Metadata-Version: 2.4
Name: xpyxl
Version: 0.7.3
Summary: Create styled excel reports with declarative python.
Author-email: dakixr <dakixr@gmail.com>
Requires-Python: >=3.12
Description-Content-Type: text/markdown
Requires-Dist: openpyxl>=3.1.5
Requires-Dist: xlsxwriter>=3.1.0

# xpyxl — Excel in Python

Compose polished spreadsheets with pure Python—no manual coordinates. You assemble rows/columns/cells; xpyxl handles layout, rendering, and styling with utility-style classes.

## Core ideas

- **Positionless composition:** Build sheets declaratively from `row`, `col`, `cell`, `table`, `vstack`, and `hstack`.
- **Composable styling:** Tailwind-inspired utilities (typography, colors, alignment, number formats) applied via `style=[...]`.
- **Deterministic rendering:** Pure-data trees compiled into `.xlsx` files with predictable output—ideal for tests and CI diffing.

## Installation

```bash
uv add xpyxl
pip install xpyxl
```

## Getting started

```python
import xpyxl as x

report = (
    x.workbook()[
        x.sheet("Summary")[
            x.row(style=[x.text_2xl, x.bold, x.text_blue])["Q3 Sales Overview"],
            x.row(style=[x.text_sm, x.text_gray])["Region", "Units", "Price"],
            x.row(style=[x.bg_primary, x.text_white, x.bold])["EMEA", 1200, 19.0],
            x.row()["APAC", 900, 21.0],
            x.row()["AMER", 1500, 18.5],
        ]
    ]
)

report.save("report.xlsx")
```

## Rendering Engines

xpyxl supports three rendering engines:

- **hybrid** (default): Combines xlsxwriter speed for generated sheets with openpyxl for importing existing sheets. Best balance of speed and features.
- **openpyxl**: Full-featured with comprehensive Excel support. Best for complex workbooks with advanced formatting.
- **xlsxwriter**: Fast, memory-efficient. Ideal for large datasets and performance-critical applications. Does **not** support `import_sheet`.

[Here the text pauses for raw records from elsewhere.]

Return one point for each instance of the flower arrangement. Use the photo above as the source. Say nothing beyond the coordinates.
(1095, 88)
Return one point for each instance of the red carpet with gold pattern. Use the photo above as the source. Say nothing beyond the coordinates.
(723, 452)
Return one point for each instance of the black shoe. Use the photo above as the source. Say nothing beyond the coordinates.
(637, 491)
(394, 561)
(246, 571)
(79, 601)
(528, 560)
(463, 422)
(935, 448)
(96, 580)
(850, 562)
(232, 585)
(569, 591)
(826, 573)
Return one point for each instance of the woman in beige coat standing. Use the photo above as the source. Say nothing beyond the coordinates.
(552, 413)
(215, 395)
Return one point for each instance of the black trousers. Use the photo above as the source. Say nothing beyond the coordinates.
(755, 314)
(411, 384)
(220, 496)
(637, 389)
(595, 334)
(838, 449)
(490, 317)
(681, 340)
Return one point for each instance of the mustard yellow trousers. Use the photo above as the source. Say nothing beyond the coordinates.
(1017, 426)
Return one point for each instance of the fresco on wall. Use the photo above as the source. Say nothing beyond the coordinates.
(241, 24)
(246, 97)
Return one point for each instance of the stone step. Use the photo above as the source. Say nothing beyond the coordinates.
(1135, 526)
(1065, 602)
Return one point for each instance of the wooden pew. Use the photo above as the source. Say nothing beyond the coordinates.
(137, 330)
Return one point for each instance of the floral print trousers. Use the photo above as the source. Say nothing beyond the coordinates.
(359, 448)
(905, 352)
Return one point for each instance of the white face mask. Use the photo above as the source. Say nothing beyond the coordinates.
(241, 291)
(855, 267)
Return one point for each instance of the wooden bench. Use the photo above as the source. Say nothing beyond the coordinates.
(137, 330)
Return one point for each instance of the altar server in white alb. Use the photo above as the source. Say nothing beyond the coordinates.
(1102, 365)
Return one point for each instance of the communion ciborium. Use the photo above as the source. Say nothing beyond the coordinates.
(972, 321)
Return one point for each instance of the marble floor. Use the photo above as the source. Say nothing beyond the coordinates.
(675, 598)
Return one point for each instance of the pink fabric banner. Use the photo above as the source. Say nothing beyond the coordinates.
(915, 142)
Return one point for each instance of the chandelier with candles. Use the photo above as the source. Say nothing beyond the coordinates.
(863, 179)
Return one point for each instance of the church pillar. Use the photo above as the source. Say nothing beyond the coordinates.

Specify the engine when saving:

```python
workbook.save("output.xlsx")                       # hybrid (default)
workbook.save("output.xlsx", engine="openpyxl")    # full-featured
workbook.save("output.xlsx", engine="xlsxwriter")  # fast, generation only
```

`Workbook.save` accepts a filesystem path, any binary buffer (like `io.BytesIO()`), or no target to get raw bytes:

```python
import io
from pathlib import Path

buffer = io.BytesIO()
workbook.save(buffer, engine="xlsxwriter")

raw_bytes = workbook.save(engine="openpyxl")
Path("report.xlsx").write_bytes(raw_bytes)
```

## Importing existing sheets

Pull in a static sheet from an existing Excel file:

```python
report = x.workbook()[
    x.import_sheet("template.xlsx", "Cover"),
    x.sheet("Data")[x.row()["Item", "Value"], x.row()["A", 1]],
]
report.save("with-template.xlsx")  # uses hybrid by default (fast + imports)
```

Imported sheets preserve styles, merges, dimensions, freeze panes, filters, and other properties from the source file.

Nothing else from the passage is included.